DriverEndpoint是在初始化SparkContext里创建的。具体为CoarseGrainedSchedulerBackend
的字段中构造的
[spark-core] org.apache.spark.scheduler.cluster.CoarseGrainedSchedulerBackend
class CoarseGrainedSchedulerBackend(scheduler: TaskSchedulerImpl, val rpcEnv: RpcEnv)
extends ExecutorAllocationClient with SchedulerBackend with Logging {
...
//setup driverEndpoint
val driverEndpoint = rpcEnv.setupEndpoint(ENDPOINT_NAME, createDriverEndpoint())
...
}
请求的发起
CoarseGrainedExecutorBackend作为spark的executor启动类。在启动后时需要获取SparkAppConfig
[spark-core] org.apache.spark.executor.CoarseGrainedExecutorBackend
object CoarseGrainedExecutorBackend extends Logging {
def main(args: Array[String]): Unit = {
//匿名函数,创建backend对象
val createFn: (RpcEnv, Arguments, SparkEnv, ResourceProfile) =>
CoarseGrainedExecutorBackend = { case (rpcEnv, arguments, env, resourceProfile) =>
new CoarseGrainedExecutorBackend(rpcEnv, arguments.driverUrl, arguments.executorId,
arguments.bindAddress, arguments.hostname, arguments.cores, arguments.userClassPath, env,
arguments.resourcesFileOpt, resourceProfile)
}
run(parseArguments(args, this.getClass.getCanonicalName.stripSuffix("$")), createFn)
System.exit(0)
}
//
def run(
arguments: Arguments,
backendCreateFn: (RpcEnv, Arguments, SparkEnv, ResourceProfile) =>
CoarseGrainedExecutorBackend): Unit = {
...
//这是一个临时的NettyRpcEnv用于获取driver的RpcEndpointRef
val fetcher = RpcEnv.create(
"driverPropsFetcher",
arguments.bindAddress,
arguments.hostname,
-1,
executorConf,
new SecurityManager(executorConf),
numUsableCores = 0,
clientMode = true)
...
//这里构造一个driver的rpcEndpointRef
// spark://CoarseGrainedScheduler@{ip}:{port}
driver = fetcher.setupEndpointRefByURI(arguments.driverUrl)
...
//通过ref进行rpc调用获取SparkAppConfig
val cfg = driver.askSync[SparkAppConfig](RetrieveSparkAppConfig(arguments.resourceProfileId))

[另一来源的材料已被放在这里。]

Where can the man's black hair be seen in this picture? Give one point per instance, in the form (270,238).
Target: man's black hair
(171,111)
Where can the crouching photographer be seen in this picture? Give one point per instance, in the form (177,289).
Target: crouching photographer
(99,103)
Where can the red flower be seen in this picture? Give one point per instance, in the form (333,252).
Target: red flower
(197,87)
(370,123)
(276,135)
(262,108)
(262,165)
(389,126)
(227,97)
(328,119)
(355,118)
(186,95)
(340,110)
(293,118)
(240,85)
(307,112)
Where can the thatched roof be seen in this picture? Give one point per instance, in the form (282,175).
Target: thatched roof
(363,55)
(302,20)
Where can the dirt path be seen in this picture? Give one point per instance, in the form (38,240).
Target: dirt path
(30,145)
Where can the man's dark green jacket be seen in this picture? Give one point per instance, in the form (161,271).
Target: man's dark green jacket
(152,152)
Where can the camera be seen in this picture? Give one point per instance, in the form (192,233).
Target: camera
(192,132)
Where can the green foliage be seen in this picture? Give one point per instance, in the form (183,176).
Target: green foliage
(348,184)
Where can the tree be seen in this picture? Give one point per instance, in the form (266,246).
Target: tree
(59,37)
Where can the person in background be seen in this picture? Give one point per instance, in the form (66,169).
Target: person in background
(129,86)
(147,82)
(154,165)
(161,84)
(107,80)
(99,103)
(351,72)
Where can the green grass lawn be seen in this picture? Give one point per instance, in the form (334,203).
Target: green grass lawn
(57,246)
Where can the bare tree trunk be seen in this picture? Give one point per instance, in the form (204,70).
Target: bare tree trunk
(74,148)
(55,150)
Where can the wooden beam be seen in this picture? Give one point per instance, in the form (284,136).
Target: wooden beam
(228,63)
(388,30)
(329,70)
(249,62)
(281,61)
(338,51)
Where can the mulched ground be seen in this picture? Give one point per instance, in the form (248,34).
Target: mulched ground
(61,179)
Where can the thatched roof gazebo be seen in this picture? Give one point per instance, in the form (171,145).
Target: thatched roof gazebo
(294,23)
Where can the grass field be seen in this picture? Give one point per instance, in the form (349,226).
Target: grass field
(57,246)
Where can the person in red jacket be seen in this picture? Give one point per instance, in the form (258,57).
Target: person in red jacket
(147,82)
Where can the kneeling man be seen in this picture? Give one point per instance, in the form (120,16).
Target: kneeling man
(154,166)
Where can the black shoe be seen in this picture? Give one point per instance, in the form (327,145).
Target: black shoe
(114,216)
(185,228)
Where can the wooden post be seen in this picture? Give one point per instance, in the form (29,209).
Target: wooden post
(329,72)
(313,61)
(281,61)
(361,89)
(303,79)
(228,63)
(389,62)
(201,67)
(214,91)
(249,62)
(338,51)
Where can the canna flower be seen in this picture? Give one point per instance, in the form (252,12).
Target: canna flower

val props = cfg.sparkProperties ++ Seq[(String, String)](("spark.app.id", arguments.appId))
fetcher.shutdown()
...
}
}
driver.askSync是一个同步请求。等待结果返回。ref的请求最终都委托给了NettyRpcEnv来做处理
private[netty] def askAbortable[T: ClassTag](
message: RequestMessage, timeout: RpcTimeout): AbortableRpcFuture[T] = {
...
//此时我们在executor
//remoteAddr是diver地址不为null, address是null
if (remoteAddr == address) {
val p = Promise[Any]()
p.future.onComplete {
case Success(response) => onSuccess(response)
case Failure(e) => onFailure(e)
}(ThreadUtils.sameThread)
dispatcher.postLocalMessage(message, p)
} else {
//注意各种消息的包装,不同的消息包装,在不同的层次中使用rpcOutboxMessage
val rpcMessage = RpcOutboxMessage(message.serialize(this),
onFailure,
//处理返回值的回调,在netty Channel的Handler中调用
(client, response) => onSuccess(deserialize[Any](client, response)))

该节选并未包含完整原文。